Name gender feminine
Type
Agassizia scrobiculata Val. Agassiz & Desor, 1847, p. 20, by original designation [Valenciennes reference to this genus the year before is a nomen nudum].
Species Included
  • A. scrobiculata Valenciennes, 1846; Recent, west coast of central America, Galapagos.
  • A. algarbiensis Ferreira, 1961; Miocene, Portugal.
  • A. excentrica Agassiz, 1869; Recent, Caribbean.
  • A. powersi Kier, 1972; Miocene, Dam Formation, Saudi Arabia.
  • A. wilmingtonica Cooke, 1942; Middle Eocene, South East USA.
  • A. persica Clegg, 1933; Middle Miocene, Qatar.
  • A. lovisatoi Cotteau, 1895; Lower and Middle Miocene, France, Sardinia.
  • A. alta Grant & Hertlein, 1938; Eocene, California USA.
Classification and/or Status

Spatangoida, Paleopneustina, Prenasteridae.

Presumed monophyletic.

Remarks

Differs from Anisaster in having no respiratory tube-feet (and associated pore-pairs) in the anterior column of the anterior paired petals. Prenaster also lacks a frontal groove, but its apical disc lies much closer to the anterior border and the paired anterior petals diverge at almost 180 degrees.

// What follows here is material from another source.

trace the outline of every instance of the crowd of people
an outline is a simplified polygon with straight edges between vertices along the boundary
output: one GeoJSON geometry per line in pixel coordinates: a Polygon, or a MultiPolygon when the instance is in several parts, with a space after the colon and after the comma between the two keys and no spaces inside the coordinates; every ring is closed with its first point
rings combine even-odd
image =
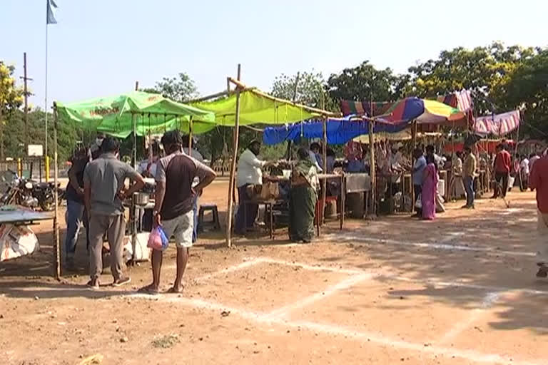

Agassiz, L. & Desor, E. 1846-1847. Catalogue raisonné des familles, des genres, et des espèces de la classe des échinodermes. Annales des Sciences Naturelles, Troisième Série, Zoologie: 6 (1846), 305-374, pls 15-16; 7 (1847), 129-168; 8 (1847), 5-35, 355-380.

Mortensen, T. 1951 A. monograph of the Echinoidea. V. Spatangoida 2. C. A. Reitzel, Copenhagen.

Kier, P. M. 1972. Tertiary and Mesozoic echinoids of Saudi Arabia. Smithsonian Contributions to Paleobiology 10, 1-242.

Kier, P. M. 1980. The echinoids of the Middle Eocene Warley Hill Formation, Santee Limestone and Castle Hayne Limestone of North and South Carolina. Smithsonian Contributions to Paleobiology 39, 1-102.